Somewhat related: although I'm surprised by the high probability on this market, I'm also very happy about it. I expect what counts as "appropriate" in China will differ dramatically from what counts in the U.S., and I look forward to having access (even if through a translator) to a chatbot with very different training data.

bought Ṁ50 of NO

@ScottLawrence Yeah, I agree this probability is way too high. It's a pretty subjective resolution, which is why I'm not betting more, but just look at where China is and how little impetus there seems to be to port Western models without extreme control over their output (and the fact that even Western levels of control have been quite challenging to achieve).

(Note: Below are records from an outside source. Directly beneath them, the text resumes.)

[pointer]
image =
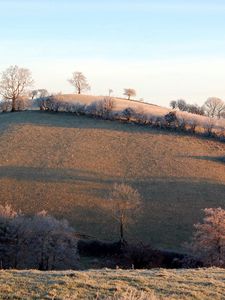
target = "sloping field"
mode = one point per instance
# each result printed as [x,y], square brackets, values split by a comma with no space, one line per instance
[204,284]
[67,165]
[119,103]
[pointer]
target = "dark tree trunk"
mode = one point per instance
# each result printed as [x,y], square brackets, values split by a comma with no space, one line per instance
[121,231]
[13,104]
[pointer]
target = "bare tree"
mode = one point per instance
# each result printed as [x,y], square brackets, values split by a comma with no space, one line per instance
[79,81]
[208,242]
[129,93]
[14,82]
[173,104]
[39,93]
[123,204]
[40,241]
[110,92]
[214,107]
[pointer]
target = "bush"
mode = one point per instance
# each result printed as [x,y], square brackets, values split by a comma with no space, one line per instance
[98,248]
[171,119]
[36,242]
[128,114]
[102,108]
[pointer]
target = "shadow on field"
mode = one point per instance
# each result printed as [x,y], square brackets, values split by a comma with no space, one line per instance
[52,175]
[219,159]
[67,120]
[170,205]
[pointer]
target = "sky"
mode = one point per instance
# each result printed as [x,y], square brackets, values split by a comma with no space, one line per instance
[165,50]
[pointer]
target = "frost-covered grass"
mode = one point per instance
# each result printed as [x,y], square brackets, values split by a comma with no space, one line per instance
[153,284]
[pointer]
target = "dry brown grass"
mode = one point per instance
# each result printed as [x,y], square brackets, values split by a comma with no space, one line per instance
[119,103]
[202,284]
[67,165]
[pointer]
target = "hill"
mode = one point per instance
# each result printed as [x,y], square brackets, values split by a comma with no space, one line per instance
[204,284]
[67,166]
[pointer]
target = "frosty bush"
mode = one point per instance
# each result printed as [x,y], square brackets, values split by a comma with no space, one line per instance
[39,242]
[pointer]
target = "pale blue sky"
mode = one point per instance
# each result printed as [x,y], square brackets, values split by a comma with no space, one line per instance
[164,49]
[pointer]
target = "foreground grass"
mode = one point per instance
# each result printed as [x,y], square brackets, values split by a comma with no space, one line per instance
[101,284]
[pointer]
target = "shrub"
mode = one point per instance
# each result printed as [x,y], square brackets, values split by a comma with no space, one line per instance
[39,242]
[171,119]
[102,108]
[128,114]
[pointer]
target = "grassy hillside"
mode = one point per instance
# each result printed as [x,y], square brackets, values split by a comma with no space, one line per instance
[67,165]
[204,284]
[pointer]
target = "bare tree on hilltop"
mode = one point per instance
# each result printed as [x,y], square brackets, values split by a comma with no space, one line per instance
[13,84]
[129,93]
[214,107]
[79,81]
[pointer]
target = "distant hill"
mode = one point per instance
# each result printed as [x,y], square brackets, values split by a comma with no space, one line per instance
[67,165]
[119,103]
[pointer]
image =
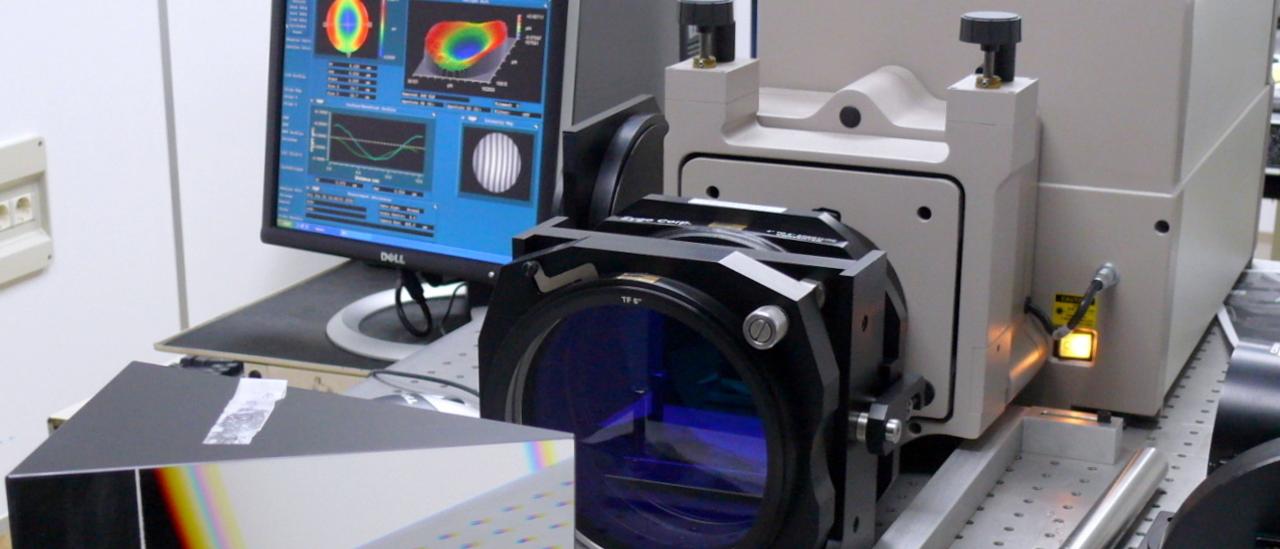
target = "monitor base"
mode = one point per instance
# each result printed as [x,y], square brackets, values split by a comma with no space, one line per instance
[344,328]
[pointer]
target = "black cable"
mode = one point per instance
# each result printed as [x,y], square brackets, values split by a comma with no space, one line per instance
[1040,316]
[408,280]
[378,375]
[444,323]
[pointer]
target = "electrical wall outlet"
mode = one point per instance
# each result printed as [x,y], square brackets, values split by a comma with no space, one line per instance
[26,236]
[23,209]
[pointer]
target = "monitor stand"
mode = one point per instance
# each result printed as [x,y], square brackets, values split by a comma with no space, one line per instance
[347,329]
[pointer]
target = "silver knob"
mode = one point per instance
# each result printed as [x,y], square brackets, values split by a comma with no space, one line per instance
[766,326]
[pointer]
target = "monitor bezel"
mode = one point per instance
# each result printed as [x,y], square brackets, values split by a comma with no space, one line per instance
[437,264]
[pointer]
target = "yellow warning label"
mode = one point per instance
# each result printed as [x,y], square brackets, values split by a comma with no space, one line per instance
[1065,306]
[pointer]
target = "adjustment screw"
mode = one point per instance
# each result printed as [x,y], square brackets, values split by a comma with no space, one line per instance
[860,421]
[999,35]
[766,326]
[892,431]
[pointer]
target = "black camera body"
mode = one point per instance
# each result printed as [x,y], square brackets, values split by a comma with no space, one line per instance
[728,370]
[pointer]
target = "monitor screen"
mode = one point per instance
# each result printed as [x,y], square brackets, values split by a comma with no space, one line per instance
[414,132]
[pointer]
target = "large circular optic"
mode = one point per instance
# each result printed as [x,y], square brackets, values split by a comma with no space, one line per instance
[671,444]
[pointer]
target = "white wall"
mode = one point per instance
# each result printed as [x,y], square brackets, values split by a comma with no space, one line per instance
[220,113]
[85,74]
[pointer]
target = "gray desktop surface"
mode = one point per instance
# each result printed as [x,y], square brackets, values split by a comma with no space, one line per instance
[155,416]
[288,328]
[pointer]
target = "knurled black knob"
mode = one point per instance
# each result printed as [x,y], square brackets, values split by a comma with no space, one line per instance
[707,13]
[991,28]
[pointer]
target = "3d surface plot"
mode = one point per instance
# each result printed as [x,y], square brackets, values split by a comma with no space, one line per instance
[457,46]
[348,26]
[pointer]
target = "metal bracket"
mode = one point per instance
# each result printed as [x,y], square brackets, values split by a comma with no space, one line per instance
[881,426]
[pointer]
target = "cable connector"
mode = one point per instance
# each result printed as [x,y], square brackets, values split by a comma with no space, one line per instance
[1107,275]
[1105,278]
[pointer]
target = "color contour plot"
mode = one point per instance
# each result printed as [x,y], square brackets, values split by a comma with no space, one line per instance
[346,28]
[465,50]
[478,50]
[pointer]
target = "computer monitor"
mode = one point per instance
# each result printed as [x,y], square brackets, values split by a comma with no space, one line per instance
[416,133]
[425,135]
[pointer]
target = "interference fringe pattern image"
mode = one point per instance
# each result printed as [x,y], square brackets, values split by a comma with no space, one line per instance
[457,46]
[497,163]
[348,26]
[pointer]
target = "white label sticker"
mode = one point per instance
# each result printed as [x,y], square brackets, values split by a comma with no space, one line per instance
[247,411]
[737,205]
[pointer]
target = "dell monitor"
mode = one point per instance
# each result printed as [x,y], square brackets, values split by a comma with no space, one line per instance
[425,135]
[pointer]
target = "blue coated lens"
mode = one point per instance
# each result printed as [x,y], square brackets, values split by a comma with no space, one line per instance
[671,447]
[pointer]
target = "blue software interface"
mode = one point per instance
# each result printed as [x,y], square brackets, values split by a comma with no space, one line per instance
[414,123]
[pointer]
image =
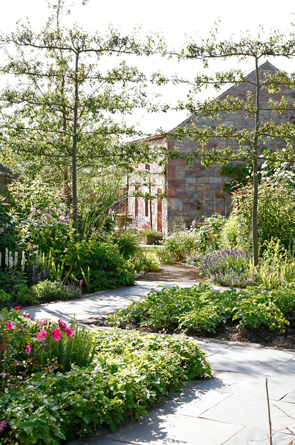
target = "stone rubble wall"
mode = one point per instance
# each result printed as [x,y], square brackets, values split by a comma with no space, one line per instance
[196,192]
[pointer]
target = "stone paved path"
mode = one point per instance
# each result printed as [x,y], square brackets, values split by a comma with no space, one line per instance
[230,409]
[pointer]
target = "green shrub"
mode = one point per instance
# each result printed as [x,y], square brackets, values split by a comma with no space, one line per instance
[179,245]
[78,350]
[230,232]
[127,242]
[148,261]
[230,267]
[277,265]
[199,309]
[5,297]
[101,262]
[276,214]
[55,290]
[129,374]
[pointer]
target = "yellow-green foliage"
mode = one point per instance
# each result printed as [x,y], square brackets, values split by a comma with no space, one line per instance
[150,262]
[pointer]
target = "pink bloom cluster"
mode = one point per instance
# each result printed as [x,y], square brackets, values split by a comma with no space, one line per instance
[3,425]
[10,326]
[56,333]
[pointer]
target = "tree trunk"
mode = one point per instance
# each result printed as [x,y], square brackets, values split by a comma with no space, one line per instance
[255,167]
[126,201]
[74,150]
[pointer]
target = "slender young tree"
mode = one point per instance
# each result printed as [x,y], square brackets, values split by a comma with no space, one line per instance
[61,103]
[267,130]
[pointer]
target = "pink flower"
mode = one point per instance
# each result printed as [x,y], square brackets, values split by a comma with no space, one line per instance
[56,334]
[9,325]
[62,325]
[42,334]
[70,332]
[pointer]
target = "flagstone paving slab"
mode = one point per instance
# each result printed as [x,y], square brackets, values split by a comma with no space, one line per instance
[285,370]
[255,436]
[290,397]
[235,383]
[239,355]
[160,429]
[230,409]
[194,402]
[247,410]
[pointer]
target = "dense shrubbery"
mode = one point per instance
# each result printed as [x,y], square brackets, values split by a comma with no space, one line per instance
[230,267]
[276,214]
[127,374]
[55,290]
[179,245]
[199,309]
[107,268]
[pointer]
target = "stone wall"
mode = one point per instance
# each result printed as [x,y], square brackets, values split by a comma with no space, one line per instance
[138,208]
[197,191]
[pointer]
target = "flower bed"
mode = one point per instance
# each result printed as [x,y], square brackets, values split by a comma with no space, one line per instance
[200,310]
[123,375]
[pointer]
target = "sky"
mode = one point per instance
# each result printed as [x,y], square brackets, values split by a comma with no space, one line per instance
[173,19]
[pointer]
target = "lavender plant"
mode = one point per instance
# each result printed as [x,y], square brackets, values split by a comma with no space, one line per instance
[230,267]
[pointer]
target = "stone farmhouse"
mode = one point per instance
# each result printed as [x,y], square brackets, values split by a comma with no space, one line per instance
[192,193]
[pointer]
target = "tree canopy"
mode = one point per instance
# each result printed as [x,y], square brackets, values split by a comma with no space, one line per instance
[265,137]
[63,104]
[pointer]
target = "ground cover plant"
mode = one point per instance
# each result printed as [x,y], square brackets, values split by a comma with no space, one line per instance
[59,382]
[199,309]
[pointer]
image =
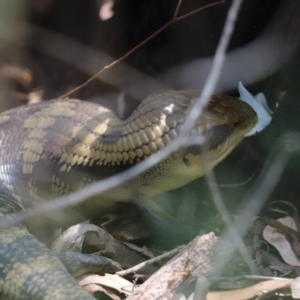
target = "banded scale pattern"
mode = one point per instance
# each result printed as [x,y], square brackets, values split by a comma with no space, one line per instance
[57,147]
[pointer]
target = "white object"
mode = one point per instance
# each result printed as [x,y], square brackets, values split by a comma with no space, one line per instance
[260,106]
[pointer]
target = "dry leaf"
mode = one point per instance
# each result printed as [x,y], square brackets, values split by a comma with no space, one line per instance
[280,242]
[114,282]
[250,292]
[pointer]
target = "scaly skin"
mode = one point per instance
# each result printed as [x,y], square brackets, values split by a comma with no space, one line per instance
[55,147]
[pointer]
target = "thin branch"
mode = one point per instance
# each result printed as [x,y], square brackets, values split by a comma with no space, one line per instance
[149,262]
[152,36]
[113,181]
[177,9]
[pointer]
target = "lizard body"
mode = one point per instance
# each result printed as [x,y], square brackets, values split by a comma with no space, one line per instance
[57,147]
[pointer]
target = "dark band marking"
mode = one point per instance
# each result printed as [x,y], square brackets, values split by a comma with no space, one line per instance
[111,138]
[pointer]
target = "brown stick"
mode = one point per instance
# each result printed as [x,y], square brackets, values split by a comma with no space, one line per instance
[152,36]
[198,258]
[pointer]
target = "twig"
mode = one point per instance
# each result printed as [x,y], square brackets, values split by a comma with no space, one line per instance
[113,181]
[152,36]
[149,262]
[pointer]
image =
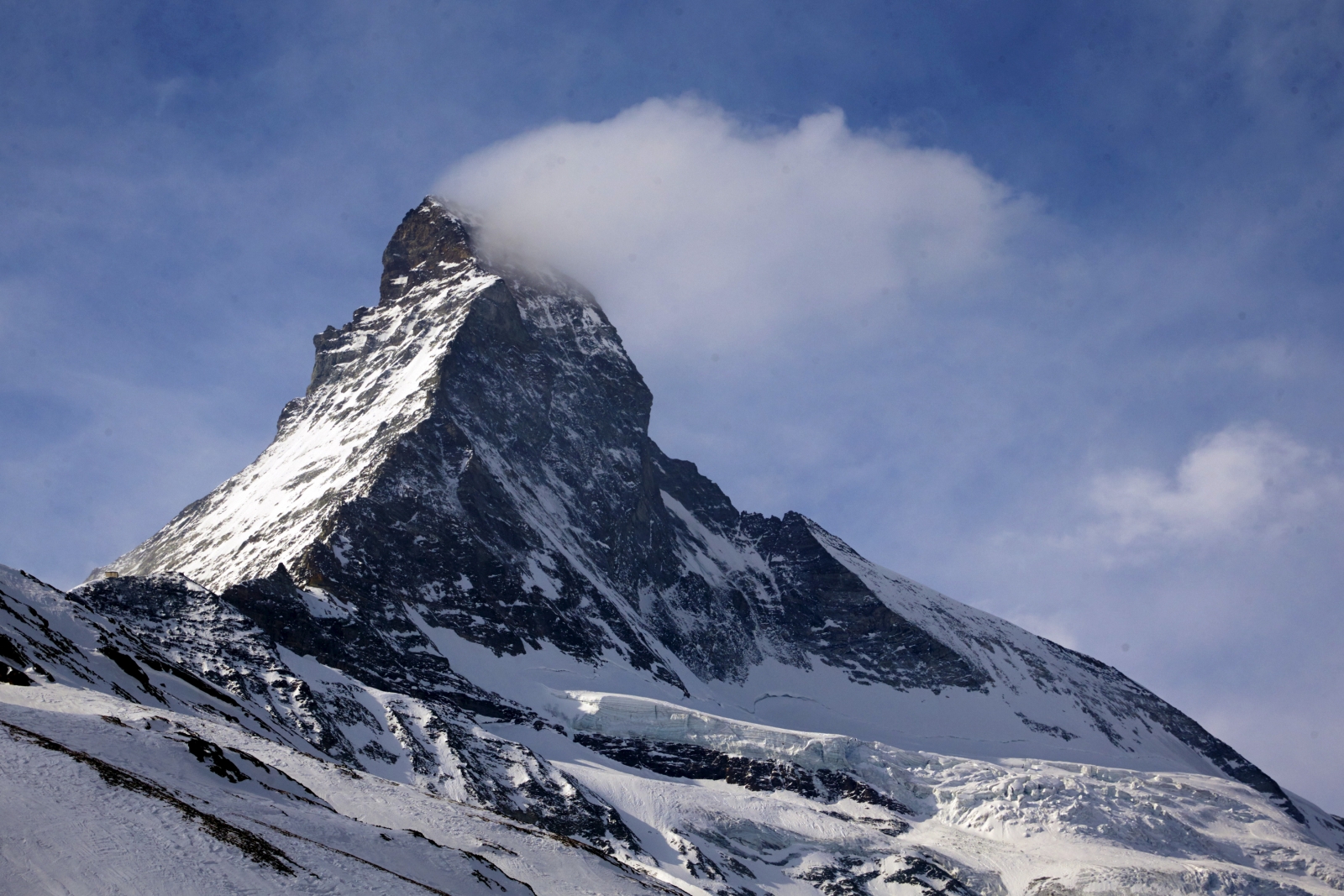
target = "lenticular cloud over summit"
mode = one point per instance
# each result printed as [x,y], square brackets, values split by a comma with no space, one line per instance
[723,231]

The most likely YES resolution to me is that a Western group puts out a Chinese-language model and the PRC just doesn't get around to properly blocking access. That doesn't seem to crazy as lots of things fly under the great firewall radar.

From the linked article: Apparently ChatYuan defines a "war of aggression" as a war between two parties whose military capabilities "are not on the same level". (CY says the Russia-Ukraine war is a war of aggression because "the two countries' military and political strength are not on the same level".) This ... does not seem like the definition I would use for a war of aggression?